Microsoft ends support for Windows Vista as new version launches

Posted Apr 11, 2017 by James Walker
Microsoft has officially ended support for Windows Vista, the dated and never particularly popular Windows version launched a decade ago. While it's saying goodbye to the past, Microsoft is also looking forwards, launching Windows 10's latest update.
Microsoft branch office.
Microsoft branch office.
Elekes Andor
Microsoft has been publishing reminders that Windows Vista's end of support date is impending for several months. At this point, only a handful of users remain on the platform. Unlike Windows XP — which some customers still use today, three years after support ended — Vista doesn't have a loyal following of stalwart supporters. It's saying goodbye quietly, without anyone really noticing or minding.

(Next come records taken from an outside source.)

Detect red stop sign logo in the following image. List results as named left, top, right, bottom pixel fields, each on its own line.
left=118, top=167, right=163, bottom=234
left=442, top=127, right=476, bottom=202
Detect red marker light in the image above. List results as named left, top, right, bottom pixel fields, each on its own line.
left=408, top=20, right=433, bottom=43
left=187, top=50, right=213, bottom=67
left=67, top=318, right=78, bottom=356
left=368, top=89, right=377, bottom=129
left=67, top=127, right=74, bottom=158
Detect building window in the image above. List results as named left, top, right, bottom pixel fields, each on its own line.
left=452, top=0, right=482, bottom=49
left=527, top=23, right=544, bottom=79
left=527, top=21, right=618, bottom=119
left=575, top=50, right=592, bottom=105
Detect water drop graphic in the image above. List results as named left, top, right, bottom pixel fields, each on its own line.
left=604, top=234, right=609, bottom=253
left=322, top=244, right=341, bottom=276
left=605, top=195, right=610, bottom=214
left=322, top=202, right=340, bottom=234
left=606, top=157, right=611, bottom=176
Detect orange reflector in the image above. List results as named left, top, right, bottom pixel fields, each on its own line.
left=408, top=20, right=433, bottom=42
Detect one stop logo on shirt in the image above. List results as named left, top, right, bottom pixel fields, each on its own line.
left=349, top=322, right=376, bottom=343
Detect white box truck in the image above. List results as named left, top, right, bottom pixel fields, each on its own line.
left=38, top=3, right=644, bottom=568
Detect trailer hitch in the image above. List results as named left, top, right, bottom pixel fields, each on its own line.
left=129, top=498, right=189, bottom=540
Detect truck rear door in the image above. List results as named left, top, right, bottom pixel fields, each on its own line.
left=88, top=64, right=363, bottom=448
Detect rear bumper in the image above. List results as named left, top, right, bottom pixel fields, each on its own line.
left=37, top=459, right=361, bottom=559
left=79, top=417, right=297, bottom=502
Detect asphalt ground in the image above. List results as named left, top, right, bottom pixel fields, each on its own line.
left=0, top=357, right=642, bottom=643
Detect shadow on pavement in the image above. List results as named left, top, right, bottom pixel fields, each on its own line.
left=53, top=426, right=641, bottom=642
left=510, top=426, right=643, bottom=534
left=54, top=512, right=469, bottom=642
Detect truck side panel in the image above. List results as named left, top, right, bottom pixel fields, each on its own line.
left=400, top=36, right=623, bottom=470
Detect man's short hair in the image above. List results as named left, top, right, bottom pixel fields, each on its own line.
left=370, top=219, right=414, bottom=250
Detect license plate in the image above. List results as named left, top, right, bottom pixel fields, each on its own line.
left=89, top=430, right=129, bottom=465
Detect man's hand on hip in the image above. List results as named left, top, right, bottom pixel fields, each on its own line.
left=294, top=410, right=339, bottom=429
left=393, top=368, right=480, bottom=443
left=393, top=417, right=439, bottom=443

Windows Vista launched in January 2007, five years after the launch of XP. Vista was meant to introduce a radical rethinking of the core of Windows, involving a dramatic new interface and a revolutionary approach to file storage. The project was cancelled though, causing a two-year delay for Vista where much of the development was rushed towards the end.
When it arrived, Vista quickly gained a name for being far more resource intensive than XP. It lacked support for many hardware devices and its eye-catching "Aero" UI could slow older machines to a crawl. Vista also suffered from early stability issues which didn't do much for its image.
These issues and others led many XP users to skip Vista entirely. When Windows 7 arrived in mid-2009, it immediately gained popularity and appeared to be what Vista should have been. Dependable, widely supported and with the Aero UI polished into a design many now miss, Windows 7 forced Vista into obscurity.
Microsoft ended "mainstream" support for its forgotten and little cared-for OS back in 2012, five years after its release. Today will see extended support removed too, leaving Vista without any future security updates. New vulnerabilities won't be patched and no hotfixes will be available. Continuing to use Vista-based machines will place you at increased risk of attack.
According to the latest Windows usage figures, there's still around 11 million people who use Vista each day. This is despite support for the OS having already been dropped many popular third-party programs, including Google Chrome.
Vista is an example of Microsoft during its low years of failing to respond to customer demands. It developed Vista for computers in the future, in the process alienating its existing users who it expected would also upgrade. When Vista turned out to be a poorly optimised operating system with an often unreliable core, the company learnt a lesson in customer retention.
As the company moves on from Vista this week, it does so to its latest version of Windows. The Windows 10 Creators Update begins rolling out to PCs worldwide from today, including a wide range of new features for media professionals, gamers, web surfers and productivity enthusiasts. It's available for free to all existing Window 10 users, but will take several weeks to reach every device.